第79期 #33

ひとり

 気づいた時は、僕は一本の木の影だった。黒い木の姿をして、梅園の丘の上に伸びていた。
 丘にはたくさんの梅の木があった。僕と同じようにどの木も同じ方向へ伸びる影を持っていた。僕はなぜ自分が影になったのか分からなかったけれど、周りに同じような木と影があったので寂しくはなかった。
 春の陽気の中を冷たい風が走り抜けていった。梅園は花盛りだった。花のついた梅の木の影は、子供の姿をした影法師となって幹から離れて走り始めた。楽しそうに駆け回る声を聞いて、僕も皆と一緒に遊びたいと思った。
 日が昇り、沈むのを繰り返した。日が沈むと僕の体は夜に溶けていった。溶けている間、僕は眠ったように意識がなくて、日が昇ると意識と姿を取り戻した。そして僕の木の枝にも桜の花がついた時、僕は幹から離れる事ができた。
 梅園の真ん中で影法師達が集まっていた。「何をしてるの」と一人に訊いてみた。彼は「兵隊ごっこをしてるんだ」と答えた。
「なんで兵隊ごっこをしてるの」
「戦場では影も戦っているんだよ。僕達が兵隊達の影に代わって戦場へ行くのさ。兵隊だって影がしっかり動けた方がいいだろ」
 僕は「なんで僕達が代わりに行くの」と訊いてみた。
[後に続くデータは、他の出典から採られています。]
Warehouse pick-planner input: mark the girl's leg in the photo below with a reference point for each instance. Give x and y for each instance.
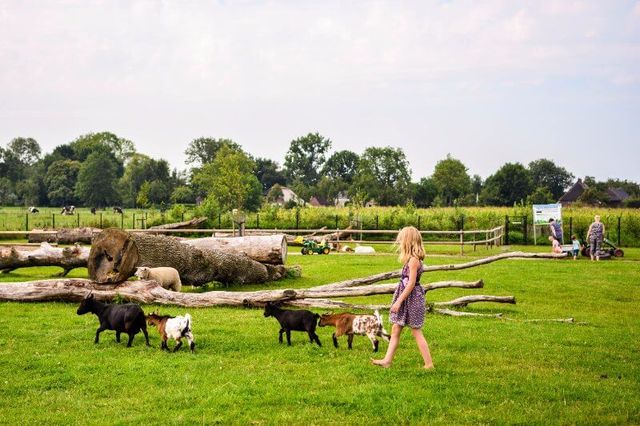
(423, 347)
(396, 330)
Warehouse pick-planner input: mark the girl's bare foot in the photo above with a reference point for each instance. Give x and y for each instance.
(381, 363)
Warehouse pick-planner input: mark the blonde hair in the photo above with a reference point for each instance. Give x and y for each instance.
(409, 244)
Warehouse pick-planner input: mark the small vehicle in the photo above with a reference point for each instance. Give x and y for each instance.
(310, 247)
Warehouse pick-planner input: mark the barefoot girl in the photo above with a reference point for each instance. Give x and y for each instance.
(408, 307)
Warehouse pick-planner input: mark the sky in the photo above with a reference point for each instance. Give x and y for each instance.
(487, 82)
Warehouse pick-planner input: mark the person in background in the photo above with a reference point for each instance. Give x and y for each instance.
(576, 246)
(595, 235)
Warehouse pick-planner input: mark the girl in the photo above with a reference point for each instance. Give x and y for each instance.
(407, 307)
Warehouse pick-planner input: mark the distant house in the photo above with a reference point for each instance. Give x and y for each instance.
(341, 199)
(616, 196)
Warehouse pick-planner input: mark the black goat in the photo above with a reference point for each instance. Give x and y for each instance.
(128, 318)
(299, 320)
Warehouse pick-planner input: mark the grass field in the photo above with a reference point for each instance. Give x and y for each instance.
(487, 370)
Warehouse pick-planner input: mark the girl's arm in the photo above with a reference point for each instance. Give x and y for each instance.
(414, 264)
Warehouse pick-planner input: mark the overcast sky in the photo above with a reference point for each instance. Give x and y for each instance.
(487, 81)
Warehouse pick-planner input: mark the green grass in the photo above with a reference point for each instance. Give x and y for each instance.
(487, 370)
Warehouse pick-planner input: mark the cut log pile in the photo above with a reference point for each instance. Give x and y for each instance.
(318, 297)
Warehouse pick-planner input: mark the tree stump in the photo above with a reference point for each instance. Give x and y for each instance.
(115, 254)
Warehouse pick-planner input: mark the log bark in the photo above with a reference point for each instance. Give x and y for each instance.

でも彼は答えてくれなくて、黒い顔からは表情が分からなくて、ただ訝(いぶか)しげに僕を見ているのは分かった。僕は居た堪れなくなって彼の前を離れた。
 影法師は皆同じ姿をしていて、皆同じように兵隊ごっこをしていた。僕は一人梅園の中を歩いた。僕も兵隊にならなくちゃいけないのだろうかと不安になった。
 梅園の丘の頂上に一本の大きな木が見えた。その木の陰に首を吊った体がぶら下がっていた。見てみれば、僕のお父さんのように見えた。
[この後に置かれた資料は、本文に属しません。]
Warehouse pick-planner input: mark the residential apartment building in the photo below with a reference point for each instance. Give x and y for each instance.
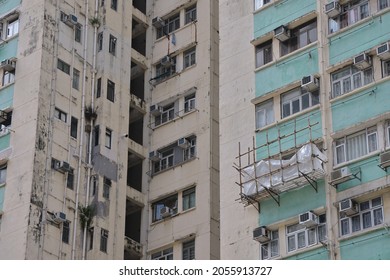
(310, 124)
(109, 118)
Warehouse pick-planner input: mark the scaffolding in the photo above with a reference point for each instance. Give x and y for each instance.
(273, 175)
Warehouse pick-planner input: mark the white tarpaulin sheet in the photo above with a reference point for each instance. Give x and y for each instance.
(270, 173)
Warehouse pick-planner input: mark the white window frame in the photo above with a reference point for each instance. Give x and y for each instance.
(357, 223)
(349, 79)
(264, 113)
(270, 250)
(341, 145)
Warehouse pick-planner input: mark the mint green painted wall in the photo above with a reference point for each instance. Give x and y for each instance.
(8, 50)
(288, 70)
(7, 5)
(316, 254)
(280, 14)
(6, 97)
(343, 45)
(371, 246)
(292, 204)
(360, 106)
(4, 141)
(370, 171)
(287, 128)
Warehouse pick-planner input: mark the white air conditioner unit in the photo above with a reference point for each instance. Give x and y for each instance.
(261, 234)
(8, 65)
(362, 61)
(71, 20)
(59, 217)
(165, 212)
(166, 61)
(383, 51)
(348, 207)
(158, 22)
(308, 219)
(384, 160)
(155, 156)
(341, 175)
(282, 33)
(155, 110)
(310, 83)
(183, 143)
(332, 9)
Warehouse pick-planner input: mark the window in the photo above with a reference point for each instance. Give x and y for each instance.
(168, 113)
(98, 87)
(76, 79)
(263, 54)
(383, 4)
(386, 68)
(73, 127)
(8, 77)
(65, 232)
(114, 4)
(189, 250)
(264, 113)
(77, 33)
(111, 91)
(300, 37)
(170, 25)
(351, 13)
(271, 249)
(169, 203)
(103, 240)
(60, 115)
(12, 28)
(350, 78)
(106, 187)
(112, 45)
(70, 179)
(190, 14)
(189, 57)
(100, 41)
(189, 199)
(370, 215)
(166, 254)
(356, 145)
(108, 138)
(299, 236)
(63, 66)
(189, 103)
(260, 3)
(298, 100)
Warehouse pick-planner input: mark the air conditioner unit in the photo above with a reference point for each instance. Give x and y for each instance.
(155, 156)
(384, 160)
(158, 22)
(308, 219)
(332, 9)
(348, 207)
(362, 61)
(71, 20)
(261, 234)
(166, 61)
(165, 212)
(155, 110)
(8, 65)
(59, 217)
(282, 33)
(183, 143)
(383, 51)
(310, 83)
(341, 175)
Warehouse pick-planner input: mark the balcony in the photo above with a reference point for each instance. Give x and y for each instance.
(133, 249)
 吊られた体の下に来て、僕は「お父さん」と訊いてみた。
「私はお前の父さんじゃないよ。私はあの桜の木の父親だ。見てごらん、今奇麗に咲いているだろ。今度は奇麗に花びらの散るところが見たいんだ」
 そう云うと、木に吊られた体は動かなくなった。僕は一人、来た道を戻って梅園の中へ帰っていった。
 僕は桜の幹にくっ付いて、もとの影に戻る事にした。向こうでは影法師達が
『梅の木は強靭だ 伐(き)っても伐っても伸び続ける』と歌っていた。

 日が昇り、沈むのを繰り返した。いつしか声は聞こえなくなった。散り始めた春の梅園は静かになった。
 僕はここに残って、誰かがまた遊びに来るのをじっと待っていようと思った。